The Clydesdale and Yorkshire Bank have launched a new credit card that lets you transfer your debt and pay no interest on it for 16 months. This is an exciting development for two main reasons.


First, it gives you 16 months to pay your debt off, without the worry of high interest charges in the meantime. This is a long period, making it easier to set yourself an achievable repayment schedule. All you have to do is make sure you stick to it; so that by the time the 0 per cent period comes to the end you will have cleared your debt completely.


Second, its launch could well spark off fresh competition in what has been a very sluggish credit card market. It is the best balance transfer deal currently available. It's not the only one - it is closely followed by credit cards from Santander (15 months) and Virgin (14 months) - but I hope to see even more choice in the months ahead.

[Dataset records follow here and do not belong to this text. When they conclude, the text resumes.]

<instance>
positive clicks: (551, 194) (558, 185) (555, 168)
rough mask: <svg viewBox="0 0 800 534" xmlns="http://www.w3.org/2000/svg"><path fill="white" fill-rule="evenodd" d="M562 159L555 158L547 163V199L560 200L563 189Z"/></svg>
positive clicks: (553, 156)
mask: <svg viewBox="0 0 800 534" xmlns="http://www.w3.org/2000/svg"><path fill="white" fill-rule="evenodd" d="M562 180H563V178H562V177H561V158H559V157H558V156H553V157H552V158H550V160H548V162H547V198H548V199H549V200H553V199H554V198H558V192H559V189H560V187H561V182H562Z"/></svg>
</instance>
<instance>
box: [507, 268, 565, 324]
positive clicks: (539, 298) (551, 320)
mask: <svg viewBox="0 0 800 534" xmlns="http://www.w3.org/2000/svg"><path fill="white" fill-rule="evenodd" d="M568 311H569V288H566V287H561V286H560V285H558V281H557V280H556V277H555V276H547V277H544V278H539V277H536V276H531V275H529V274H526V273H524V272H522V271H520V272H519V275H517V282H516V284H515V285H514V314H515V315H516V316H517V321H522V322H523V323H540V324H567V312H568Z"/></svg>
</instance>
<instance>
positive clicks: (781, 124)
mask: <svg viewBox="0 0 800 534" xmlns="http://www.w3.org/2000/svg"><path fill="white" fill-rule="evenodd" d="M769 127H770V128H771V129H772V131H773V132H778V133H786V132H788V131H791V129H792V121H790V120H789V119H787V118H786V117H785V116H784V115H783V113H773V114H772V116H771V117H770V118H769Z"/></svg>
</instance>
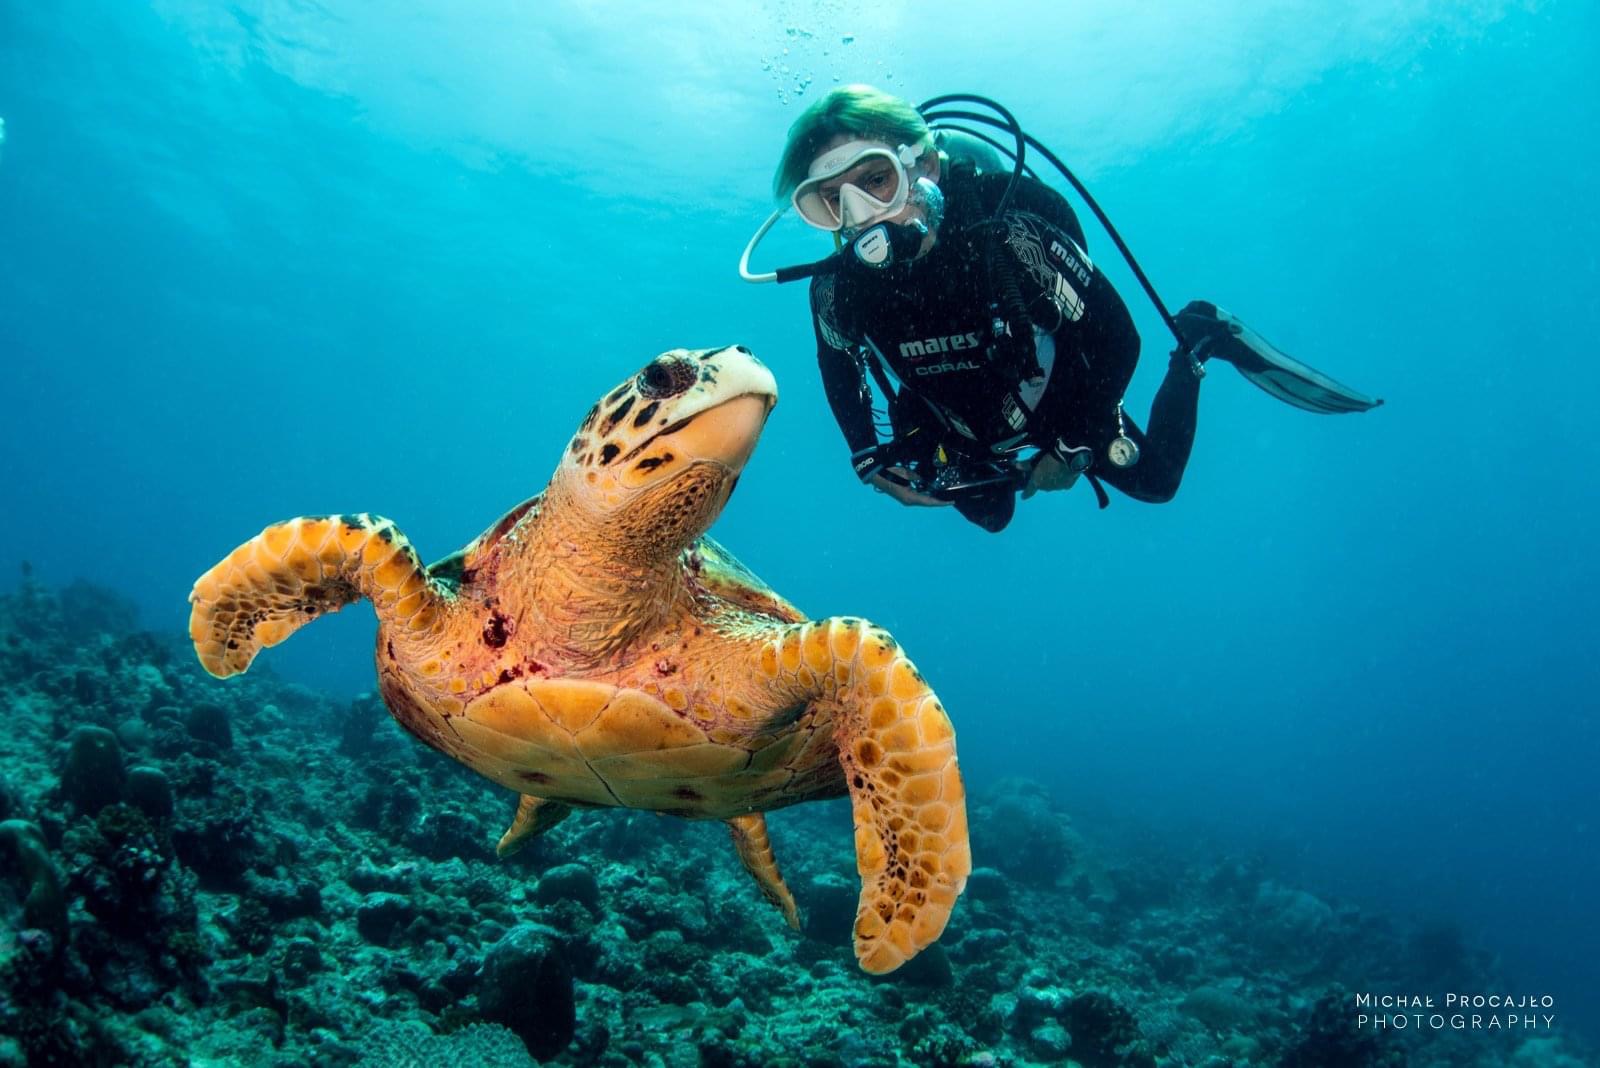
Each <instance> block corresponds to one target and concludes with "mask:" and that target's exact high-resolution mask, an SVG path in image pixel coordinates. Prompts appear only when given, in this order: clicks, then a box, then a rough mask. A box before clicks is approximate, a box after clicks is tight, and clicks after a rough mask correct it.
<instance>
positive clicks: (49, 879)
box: [0, 820, 67, 946]
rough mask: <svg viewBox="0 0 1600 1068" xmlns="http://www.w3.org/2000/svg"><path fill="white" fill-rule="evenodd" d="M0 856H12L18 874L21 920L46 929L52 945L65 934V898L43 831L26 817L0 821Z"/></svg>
mask: <svg viewBox="0 0 1600 1068" xmlns="http://www.w3.org/2000/svg"><path fill="white" fill-rule="evenodd" d="M0 857H14V859H16V860H14V863H16V868H18V870H19V871H21V875H22V884H24V887H26V891H27V895H26V897H24V899H22V923H26V924H27V926H29V927H38V929H42V931H48V932H50V934H53V935H54V937H56V945H58V946H59V945H64V943H66V938H67V899H66V895H64V894H62V891H61V870H59V868H56V862H54V859H53V857H51V855H50V847H48V846H45V835H43V833H42V831H40V830H38V827H35V825H34V823H29V822H27V820H5V822H3V823H0Z"/></svg>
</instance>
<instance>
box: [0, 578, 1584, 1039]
mask: <svg viewBox="0 0 1600 1068" xmlns="http://www.w3.org/2000/svg"><path fill="white" fill-rule="evenodd" d="M0 679H3V681H5V687H6V700H8V710H10V721H11V723H13V726H14V729H11V731H8V732H5V734H0V817H3V819H5V820H6V822H3V823H0V1068H3V1066H8V1065H22V1063H37V1065H118V1066H120V1065H130V1066H134V1068H155V1066H162V1068H165V1066H168V1065H171V1066H178V1065H208V1066H224V1065H266V1066H267V1068H288V1066H291V1065H293V1066H296V1068H298V1066H301V1065H326V1066H330V1068H350V1066H358V1068H410V1066H413V1065H418V1066H419V1065H454V1063H462V1065H485V1066H486V1068H522V1066H525V1065H533V1063H552V1065H570V1066H574V1068H576V1066H584V1068H590V1066H592V1068H630V1066H635V1065H638V1066H645V1065H648V1066H653V1068H678V1066H682V1068H690V1066H696V1065H706V1066H712V1068H715V1066H738V1068H768V1066H787V1068H854V1066H858V1065H859V1066H878V1068H901V1066H912V1065H917V1066H925V1065H926V1066H942V1068H955V1066H957V1065H970V1066H979V1065H989V1066H995V1068H1002V1066H1003V1068H1027V1066H1030V1065H1078V1066H1080V1068H1101V1066H1112V1065H1117V1066H1125V1065H1130V1066H1131V1065H1162V1066H1163V1068H1202V1066H1203V1068H1238V1066H1243V1065H1285V1066H1314V1065H1339V1066H1362V1065H1366V1066H1370V1068H1387V1066H1389V1065H1397V1063H1402V1062H1403V1063H1408V1065H1414V1066H1416V1068H1434V1066H1445V1065H1450V1066H1453V1068H1454V1066H1462V1068H1490V1066H1494V1068H1498V1066H1499V1065H1517V1066H1518V1068H1531V1066H1534V1065H1550V1066H1552V1068H1554V1066H1562V1068H1566V1066H1570V1065H1578V1063H1595V1062H1594V1050H1587V1049H1584V1047H1582V1046H1581V1044H1579V1042H1578V1039H1576V1038H1574V1036H1573V1034H1570V1033H1565V1031H1558V1033H1554V1034H1539V1036H1536V1038H1528V1036H1520V1034H1506V1036H1485V1034H1477V1036H1459V1034H1451V1033H1442V1034H1435V1033H1430V1034H1427V1036H1426V1038H1422V1039H1418V1038H1416V1036H1395V1034H1374V1033H1371V1031H1366V1033H1362V1031H1357V1030H1355V1028H1354V1007H1352V994H1350V993H1349V991H1347V990H1344V988H1342V986H1339V985H1338V982H1339V980H1341V977H1349V975H1360V977H1363V978H1365V980H1366V982H1370V983H1371V985H1386V983H1392V985H1395V986H1398V985H1402V983H1406V982H1424V980H1426V978H1427V977H1448V978H1450V982H1453V983H1456V985H1462V986H1474V985H1477V986H1491V985H1493V983H1494V982H1496V980H1499V978H1502V977H1501V975H1499V974H1498V972H1496V970H1494V964H1493V959H1491V958H1490V956H1488V954H1485V953H1483V951H1482V950H1478V948H1477V946H1474V945H1472V943H1470V942H1469V940H1467V938H1466V935H1464V934H1462V932H1459V931H1451V929H1445V927H1442V926H1440V924H1437V923H1434V924H1430V926H1426V927H1418V929H1408V927H1405V926H1403V924H1398V923H1397V921H1389V919H1386V918H1379V916H1371V915H1366V913H1362V911H1358V910H1355V908H1352V907H1349V905H1344V903H1339V902H1336V900H1333V899H1330V897H1326V895H1318V894H1314V892H1310V891H1309V889H1301V887H1294V886H1290V884H1288V881H1286V879H1283V878H1274V876H1272V873H1270V871H1269V870H1266V868H1264V867H1262V865H1261V863H1259V862H1254V860H1248V859H1238V857H1232V859H1214V857H1206V855H1203V854H1200V852H1197V854H1195V855H1192V857H1187V855H1186V857H1178V855H1170V854H1168V855H1133V854H1130V852H1126V851H1125V849H1120V847H1117V844H1115V841H1094V838H1093V835H1090V833H1088V831H1086V830H1083V828H1074V825H1072V823H1070V822H1069V819H1067V814H1066V812H1062V811H1061V807H1059V804H1058V803H1056V801H1053V799H1051V798H1050V795H1048V791H1046V790H1045V788H1043V787H1040V785H1037V783H1024V782H1016V780H1006V782H990V783H984V782H973V783H971V787H973V841H974V847H976V851H978V860H979V863H981V865H982V867H979V868H976V870H974V871H973V875H971V879H970V884H968V891H966V897H965V899H963V908H962V910H960V911H958V913H957V916H955V919H954V921H952V924H950V929H949V932H947V934H946V937H944V940H942V942H941V943H939V945H938V946H934V950H930V951H926V953H923V954H922V956H918V958H917V959H915V961H914V962H912V964H909V966H907V967H904V969H902V970H901V972H896V974H894V975H891V977H888V978H874V977H869V975H864V974H861V972H859V970H858V967H856V964H854V959H853V956H851V951H850V945H848V931H850V926H851V923H853V921H854V905H856V894H858V886H856V884H854V881H853V879H851V878H848V873H850V870H851V863H853V854H851V846H850V841H848V835H842V833H840V831H842V828H846V827H848V825H850V811H848V806H846V803H827V804H819V806H806V809H800V811H786V812H778V814H776V815H774V817H773V838H774V843H776V849H778V851H779V854H781V859H782V863H784V867H786V871H787V876H789V883H790V886H792V887H794V889H795V897H797V900H798V905H800V910H802V918H803V931H802V932H794V931H790V929H789V927H787V926H786V924H784V919H782V916H781V915H778V911H776V910H773V908H771V907H768V905H766V903H765V902H763V900H762V899H760V895H758V894H757V892H755V889H754V887H752V886H750V883H749V876H747V875H746V873H744V870H742V868H741V867H739V862H738V859H736V857H734V855H733V854H731V851H728V849H726V831H725V830H723V828H720V827H717V825H704V823H686V822H682V820H672V819H661V817H656V815H653V814H629V812H605V814H595V815H590V814H584V812H579V814H576V815H573V817H571V819H568V820H565V822H563V823H560V825H558V827H555V828H552V830H550V831H547V833H546V835H544V836H541V838H538V839H534V841H533V843H530V844H528V847H526V849H523V851H522V852H518V854H517V855H514V857H510V859H507V860H496V859H494V839H496V835H498V831H499V830H501V828H502V827H504V823H502V820H507V819H509V815H510V811H512V799H510V798H509V796H507V795H506V793H504V791H501V790H498V788H493V787H488V785H485V783H483V782H482V780H478V779H477V777H474V775H472V774H469V772H466V771H464V769H461V767H459V766H456V764H453V763H450V761H446V759H443V758H440V756H435V755H434V753H432V751H429V750H424V748H422V747H419V745H416V743H414V742H411V740H410V739H408V737H406V735H403V734H402V732H400V731H398V729H397V727H395V726H394V723H392V719H390V718H389V716H386V715H382V711H381V705H379V703H378V702H376V700H374V699H373V697H371V695H365V697H362V699H357V700H354V702H350V700H338V702H334V700H328V699H323V697H320V695H318V694H314V692H310V691H306V689H301V687H296V686H286V684H283V683H280V681H275V679H274V678H270V675H266V673H262V675H259V676H258V675H251V676H248V678H246V679H243V681H240V683H234V684H229V686H221V684H218V683H213V681H211V679H208V678H205V676H203V673H200V671H198V670H197V668H192V667H190V665H189V662H187V659H186V657H182V656H173V654H171V652H170V648H168V644H166V643H165V641H163V640H162V638H158V636H152V635H149V633H144V632H139V630H138V628H136V627H134V624H133V620H131V612H130V611H128V609H126V608H125V606H123V604H122V603H120V601H117V600H115V598H114V596H112V595H107V593H104V592H101V590H96V588H94V587H86V585H75V587H70V588H69V590H62V592H51V590H45V588H42V587H38V585H37V584H30V582H29V584H26V585H24V588H21V590H19V592H16V593H13V595H8V596H0ZM224 727H226V729H224ZM811 809H814V811H811ZM1110 838H1112V836H1110V835H1107V839H1110Z"/></svg>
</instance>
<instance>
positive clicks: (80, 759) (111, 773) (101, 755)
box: [61, 726, 128, 812]
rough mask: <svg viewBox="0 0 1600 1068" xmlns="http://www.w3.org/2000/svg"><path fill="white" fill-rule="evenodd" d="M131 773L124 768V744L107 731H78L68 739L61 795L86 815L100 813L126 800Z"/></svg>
mask: <svg viewBox="0 0 1600 1068" xmlns="http://www.w3.org/2000/svg"><path fill="white" fill-rule="evenodd" d="M126 775H128V772H126V769H125V767H123V764H122V742H118V740H117V735H115V734H112V732H110V731H107V729H106V727H90V726H85V727H78V729H77V731H74V732H72V737H69V739H67V758H66V761H64V763H62V766H61V795H62V796H64V798H66V799H67V801H70V803H72V804H75V806H77V807H78V809H80V811H83V812H99V811H101V809H104V807H106V806H107V804H110V803H112V801H117V799H120V798H122V783H123V780H125V779H126Z"/></svg>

Whichever card you choose, here are the things you need to bear in mind:

         Most balance transfer cards will charge a transfer fee of between 2 per cent and 3 per cent, so make sure you take this into account when working out which card is best for you. This fee can normally be added to your credit card debt and while it sounds like a lot, it tends to be worth paying when you calculate how much interest you would be paying otherwise.            Be aware that once the initial special interest periods are over, the interest charged on these cards is generally less competitive than other credit cards on the market and in some cases can be very high. This isn't really a problem, of course, if you pay your balance off.            Make sure you set a budget to pay off your debt and stick to it. That probably means tightening your belt, changing your spending habits and keeping closer tabs than ever before on all of your accounts. Avoid penalties by paying at least the minimum each month.            Don't forget that you can still be charged interest on any new spending over and above the balance transfer. This said, there are some cards out there that offer deals on both balance transfers and purchases made during initial periods, so look out for them too.          

If you don't have a good credit score you're unlikely to qualify for a balance transfer credit card. So if you've been declined credit recently or are worried about your credit rating, check it out first. Lenders use a lot of different agencies and their own criteria, to come up with your credit score, which makes it tricky. But it's worth checking what information the two key players, Experian and Equifax, hold on you. You may have to pay for the privilege, although Experian often offers free trials. You can also find out more about credit ratings and alternative options at and If you've been rejected once, stop applying until you understand why and have tried to put things right.